出来ることなら、今すぐにでも帰りたいのが本音。
だが、ウグイス先輩が居なくなったので、私も帰りますという訳にもいかない。
「お土産とかは買わないの?」
「んー……。少し、見たいです」
「うん。じゃあ、店に行こう。あいつは合流したくなったら自分で連絡してくるだろ」
席を立った黒瀬は、緑川の分も含めた三人の会計をさらりと済ませて店を出た。
……む。これは一体どういう状況なのだろう。
自分の隣には普段より口数が少ないけれど、然り気無く歩幅を合わせてくれる黒瀬先輩がいる。
いつもの日常と似ているようで、似て非なる状況に、ゆらぎの感情は何故か揺らいでいた。
事務所の寮で見掛ける黒瀬先輩は、いつも上半身裸で、赤坂マネージャーには少し冷たい扱いを受けていて、コンビニの唐揚げが好物で……。

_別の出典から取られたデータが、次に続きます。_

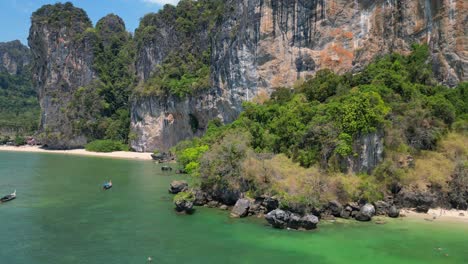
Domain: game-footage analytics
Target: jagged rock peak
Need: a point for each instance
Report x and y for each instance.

気がつけば、ゆらぎは顔を上げて無意識に黒瀬を見つめていた。
「ん? 何」
こんなにも至近距離でいるのに、気づかないものなんですね。
黒瀬先輩、少し鈍すぎですよ。
黒瀬が気づいてくれないことに、ゆらぎは一抹の寂しさを覚えた。
そして、男装をしているときとの扱いの違いに距離を感じた。
私は、やっぱりいつもの先輩がいい。
寂しがりで、なのに人付き合いが少し苦手で、実は後輩思いな先輩が。
知らない一面を見せられて、この気持ちが何なのか、分からなくなってしまった。
いっそ、『これはドッキリでした』ってネタばらし出来たら、どんなに良かっただろう。
それが出来ないことくらい、自分自身が一番良く分かっている。
だから、もう少しだけ。
──今だけは。私は『女性』を演じなければならないみたいだ。